The sources I spoke to largely agreed that the New York City rental market is approaching a breaking point. But what will that point be? And what happens once we get over it? For a city that is already struggling to adequately address homelessness and evictions, I am concerned. A lot is happening in the world. Despite everything, Marketplace is here for you.

You trust Marketplace to analyze world events and explain how they affect you in an accessible and fact-based way. We rely on your financial support to continue to make it possible. Austin, a popular destination for California transplants and others seeking changes of scenery related to the pandemic, recently ranked third in the country, where rental prices are the fastest rising. Low prices won't influence someone who needs to be in New York for work or who wants to live their life and environment, but for others, moving to an up-and-coming city can offer an entry point into the housing market that will generate capital and give them more flexibility to buy elsewhere in a few years.

According to a recent StreetEasy study, the gap between real wage growth and rental prices in August was 23% if inflation is taken into account. While there's a constant noise about rental forecasts in New York, let's talk about the latest market trends. Many of these prices are due to supply and demand, which is compounded in particularly popular cities with a shortage of available housing. Rental prices rose, as the study showed a growth of +2.1%, 1 bedroom +3.5%, 2 bedrooms +2.5% and 3 bedrooms.

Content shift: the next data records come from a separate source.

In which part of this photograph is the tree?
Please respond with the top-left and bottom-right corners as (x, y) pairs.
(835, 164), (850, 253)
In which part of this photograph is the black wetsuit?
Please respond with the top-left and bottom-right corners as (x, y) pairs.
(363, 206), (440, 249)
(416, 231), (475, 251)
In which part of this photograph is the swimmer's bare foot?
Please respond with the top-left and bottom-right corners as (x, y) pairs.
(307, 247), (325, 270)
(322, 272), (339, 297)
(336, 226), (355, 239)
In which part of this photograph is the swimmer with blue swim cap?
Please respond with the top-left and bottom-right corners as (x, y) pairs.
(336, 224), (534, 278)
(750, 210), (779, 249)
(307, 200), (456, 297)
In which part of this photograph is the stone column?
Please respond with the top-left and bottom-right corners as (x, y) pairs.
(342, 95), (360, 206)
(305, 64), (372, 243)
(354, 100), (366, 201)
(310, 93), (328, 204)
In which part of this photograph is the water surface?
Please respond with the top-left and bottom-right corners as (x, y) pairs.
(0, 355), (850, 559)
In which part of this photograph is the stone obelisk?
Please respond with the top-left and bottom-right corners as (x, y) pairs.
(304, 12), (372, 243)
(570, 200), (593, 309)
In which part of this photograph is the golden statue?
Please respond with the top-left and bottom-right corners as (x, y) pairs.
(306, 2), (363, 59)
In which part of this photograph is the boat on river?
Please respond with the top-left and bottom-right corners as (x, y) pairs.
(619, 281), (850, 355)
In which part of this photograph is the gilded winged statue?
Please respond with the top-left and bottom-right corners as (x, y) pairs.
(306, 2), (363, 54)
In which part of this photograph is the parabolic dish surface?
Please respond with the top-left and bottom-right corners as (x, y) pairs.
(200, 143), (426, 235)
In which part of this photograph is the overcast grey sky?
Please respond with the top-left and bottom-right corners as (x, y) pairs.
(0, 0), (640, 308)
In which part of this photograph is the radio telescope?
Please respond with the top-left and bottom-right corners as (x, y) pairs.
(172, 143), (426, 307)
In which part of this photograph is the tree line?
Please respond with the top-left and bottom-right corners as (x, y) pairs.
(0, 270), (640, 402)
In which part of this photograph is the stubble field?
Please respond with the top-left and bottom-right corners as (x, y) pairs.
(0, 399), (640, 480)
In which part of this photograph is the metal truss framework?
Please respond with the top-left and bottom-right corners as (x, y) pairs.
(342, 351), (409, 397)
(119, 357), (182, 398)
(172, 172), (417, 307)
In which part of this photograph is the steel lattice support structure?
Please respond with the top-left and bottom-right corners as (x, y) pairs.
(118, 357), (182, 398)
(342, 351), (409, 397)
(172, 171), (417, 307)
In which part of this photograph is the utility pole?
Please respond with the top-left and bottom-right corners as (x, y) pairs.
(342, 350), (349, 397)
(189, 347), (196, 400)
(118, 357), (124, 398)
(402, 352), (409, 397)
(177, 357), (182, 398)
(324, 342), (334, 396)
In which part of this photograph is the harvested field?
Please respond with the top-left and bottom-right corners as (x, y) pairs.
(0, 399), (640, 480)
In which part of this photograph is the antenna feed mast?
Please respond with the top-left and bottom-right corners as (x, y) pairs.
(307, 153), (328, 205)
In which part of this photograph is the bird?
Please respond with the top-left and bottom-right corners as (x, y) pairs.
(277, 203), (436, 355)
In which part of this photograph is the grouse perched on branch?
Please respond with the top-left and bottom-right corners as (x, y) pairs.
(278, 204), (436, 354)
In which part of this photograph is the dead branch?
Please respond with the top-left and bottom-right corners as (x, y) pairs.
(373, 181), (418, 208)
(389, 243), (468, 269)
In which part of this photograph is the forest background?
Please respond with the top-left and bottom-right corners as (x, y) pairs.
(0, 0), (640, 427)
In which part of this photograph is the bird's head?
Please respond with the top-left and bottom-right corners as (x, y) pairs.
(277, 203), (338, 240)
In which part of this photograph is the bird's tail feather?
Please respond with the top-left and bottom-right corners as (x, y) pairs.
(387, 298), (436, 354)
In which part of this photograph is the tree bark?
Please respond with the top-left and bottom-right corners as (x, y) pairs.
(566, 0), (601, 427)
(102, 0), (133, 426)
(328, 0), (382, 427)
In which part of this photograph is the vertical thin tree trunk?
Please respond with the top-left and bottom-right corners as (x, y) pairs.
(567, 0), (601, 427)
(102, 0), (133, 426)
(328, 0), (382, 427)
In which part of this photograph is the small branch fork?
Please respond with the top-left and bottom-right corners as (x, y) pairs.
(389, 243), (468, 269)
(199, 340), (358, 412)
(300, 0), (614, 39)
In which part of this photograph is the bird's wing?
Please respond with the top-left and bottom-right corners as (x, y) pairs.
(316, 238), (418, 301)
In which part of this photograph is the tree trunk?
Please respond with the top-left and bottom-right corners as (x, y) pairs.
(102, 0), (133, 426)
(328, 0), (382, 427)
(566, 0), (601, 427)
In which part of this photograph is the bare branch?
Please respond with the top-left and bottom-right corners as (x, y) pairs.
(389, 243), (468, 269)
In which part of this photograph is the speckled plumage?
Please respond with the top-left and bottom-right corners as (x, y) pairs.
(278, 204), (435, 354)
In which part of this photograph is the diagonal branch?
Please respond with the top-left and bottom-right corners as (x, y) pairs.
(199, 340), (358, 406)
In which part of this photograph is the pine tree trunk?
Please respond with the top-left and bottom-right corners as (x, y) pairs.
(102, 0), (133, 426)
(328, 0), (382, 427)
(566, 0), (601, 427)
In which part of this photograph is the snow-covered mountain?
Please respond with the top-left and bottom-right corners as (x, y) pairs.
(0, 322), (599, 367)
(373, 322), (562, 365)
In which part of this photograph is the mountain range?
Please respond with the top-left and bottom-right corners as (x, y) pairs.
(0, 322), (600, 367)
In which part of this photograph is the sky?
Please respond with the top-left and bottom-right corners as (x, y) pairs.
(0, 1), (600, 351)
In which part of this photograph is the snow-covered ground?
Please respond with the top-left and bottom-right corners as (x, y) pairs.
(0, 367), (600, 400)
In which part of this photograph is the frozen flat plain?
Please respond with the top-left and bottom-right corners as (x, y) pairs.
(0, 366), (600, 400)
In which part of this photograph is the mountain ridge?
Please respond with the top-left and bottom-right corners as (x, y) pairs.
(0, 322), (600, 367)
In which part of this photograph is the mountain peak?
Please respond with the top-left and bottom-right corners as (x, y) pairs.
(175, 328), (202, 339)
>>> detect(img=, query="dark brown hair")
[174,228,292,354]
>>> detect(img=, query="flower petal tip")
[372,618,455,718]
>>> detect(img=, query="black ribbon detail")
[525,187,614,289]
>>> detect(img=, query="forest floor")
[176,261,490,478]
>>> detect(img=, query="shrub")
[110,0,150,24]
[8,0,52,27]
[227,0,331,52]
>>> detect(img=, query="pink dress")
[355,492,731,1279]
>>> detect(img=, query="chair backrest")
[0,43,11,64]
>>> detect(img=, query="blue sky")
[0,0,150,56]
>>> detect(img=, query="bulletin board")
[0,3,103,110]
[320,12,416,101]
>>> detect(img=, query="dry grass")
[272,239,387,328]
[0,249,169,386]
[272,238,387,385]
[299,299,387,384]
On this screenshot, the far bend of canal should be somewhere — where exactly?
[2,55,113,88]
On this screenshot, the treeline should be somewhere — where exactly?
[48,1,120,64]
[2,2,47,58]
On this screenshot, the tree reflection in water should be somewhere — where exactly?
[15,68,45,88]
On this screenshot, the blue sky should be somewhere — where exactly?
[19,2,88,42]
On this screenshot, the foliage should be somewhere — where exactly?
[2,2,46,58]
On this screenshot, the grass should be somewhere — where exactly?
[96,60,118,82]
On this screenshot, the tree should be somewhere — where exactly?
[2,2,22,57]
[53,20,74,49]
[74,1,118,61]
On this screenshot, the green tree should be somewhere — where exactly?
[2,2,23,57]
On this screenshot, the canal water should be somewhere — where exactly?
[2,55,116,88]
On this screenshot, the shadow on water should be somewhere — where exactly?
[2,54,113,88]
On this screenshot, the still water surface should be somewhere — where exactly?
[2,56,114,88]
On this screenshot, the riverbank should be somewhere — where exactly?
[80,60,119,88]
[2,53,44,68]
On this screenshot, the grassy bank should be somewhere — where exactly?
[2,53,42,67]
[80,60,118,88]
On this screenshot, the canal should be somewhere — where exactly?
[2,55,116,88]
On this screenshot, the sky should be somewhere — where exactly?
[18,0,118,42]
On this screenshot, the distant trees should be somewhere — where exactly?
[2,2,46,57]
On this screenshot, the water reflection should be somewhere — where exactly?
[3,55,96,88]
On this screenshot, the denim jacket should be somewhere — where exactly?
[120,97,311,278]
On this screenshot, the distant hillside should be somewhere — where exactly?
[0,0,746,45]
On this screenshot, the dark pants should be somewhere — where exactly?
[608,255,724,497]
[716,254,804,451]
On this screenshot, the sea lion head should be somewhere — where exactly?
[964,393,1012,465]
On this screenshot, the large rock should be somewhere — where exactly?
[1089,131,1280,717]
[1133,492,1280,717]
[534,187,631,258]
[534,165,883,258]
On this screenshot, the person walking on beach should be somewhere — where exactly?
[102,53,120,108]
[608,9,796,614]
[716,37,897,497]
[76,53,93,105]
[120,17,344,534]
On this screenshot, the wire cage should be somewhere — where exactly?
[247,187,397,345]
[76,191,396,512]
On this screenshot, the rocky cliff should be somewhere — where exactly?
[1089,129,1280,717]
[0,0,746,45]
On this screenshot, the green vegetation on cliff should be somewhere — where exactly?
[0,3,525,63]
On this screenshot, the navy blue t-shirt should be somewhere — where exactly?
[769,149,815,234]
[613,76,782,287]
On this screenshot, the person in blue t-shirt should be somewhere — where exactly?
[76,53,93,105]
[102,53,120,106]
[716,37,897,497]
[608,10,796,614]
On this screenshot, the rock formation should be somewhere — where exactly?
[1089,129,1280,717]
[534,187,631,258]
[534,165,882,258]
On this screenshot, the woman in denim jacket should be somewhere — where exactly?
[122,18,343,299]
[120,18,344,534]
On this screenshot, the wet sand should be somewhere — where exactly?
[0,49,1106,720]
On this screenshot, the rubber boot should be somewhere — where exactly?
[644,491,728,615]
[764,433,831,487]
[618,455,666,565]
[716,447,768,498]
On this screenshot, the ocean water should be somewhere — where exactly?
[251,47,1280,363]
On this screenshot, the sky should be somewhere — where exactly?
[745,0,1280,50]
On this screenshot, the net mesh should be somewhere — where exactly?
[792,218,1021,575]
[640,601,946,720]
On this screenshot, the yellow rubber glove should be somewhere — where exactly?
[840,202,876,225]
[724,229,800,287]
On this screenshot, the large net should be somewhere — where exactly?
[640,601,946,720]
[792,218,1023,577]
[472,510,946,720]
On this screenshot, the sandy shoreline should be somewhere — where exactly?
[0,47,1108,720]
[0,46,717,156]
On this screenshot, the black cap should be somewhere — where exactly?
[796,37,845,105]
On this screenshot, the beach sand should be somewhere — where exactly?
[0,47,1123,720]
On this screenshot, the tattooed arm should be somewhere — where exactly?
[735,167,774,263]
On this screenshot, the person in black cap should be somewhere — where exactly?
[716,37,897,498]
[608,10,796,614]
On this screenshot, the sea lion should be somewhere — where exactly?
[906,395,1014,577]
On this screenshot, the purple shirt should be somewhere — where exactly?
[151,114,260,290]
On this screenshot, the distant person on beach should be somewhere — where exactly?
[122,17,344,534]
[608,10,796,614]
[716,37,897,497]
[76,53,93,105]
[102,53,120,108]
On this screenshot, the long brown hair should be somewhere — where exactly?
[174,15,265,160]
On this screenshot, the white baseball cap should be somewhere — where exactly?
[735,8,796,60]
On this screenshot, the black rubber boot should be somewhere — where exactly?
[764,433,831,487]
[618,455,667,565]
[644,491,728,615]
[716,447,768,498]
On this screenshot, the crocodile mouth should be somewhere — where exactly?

As the results show, the most sought after apartments were 2 bedrooms (45%), 1 bedroom (27%) and 3 bedrooms (16%). Tenants living in rent-stabilized housing experienced the biggest price increase in more than a decade, and one-year leases increased by 3.25%, while the board voted in favor of a 5% increase in two-year leases. After a summer in which moving to a new apartment or renegotiating the lease seemed to be confronted by the last New York City boss, the rental market seems to be cooling down a bit. Earlier this summer, New York City witnessed increases in rents, both for apartments with stabilized rents and for units at market price.

Apartment rentals increased by 2% in November compared to October, and increased significantly more than at this time last year. .

Estelle Aline
Estelle Aline

Unapologetic social media evangelist. Lifelong organizer. Certified travel trailblazer. Music fan. Unapologetic food junkie.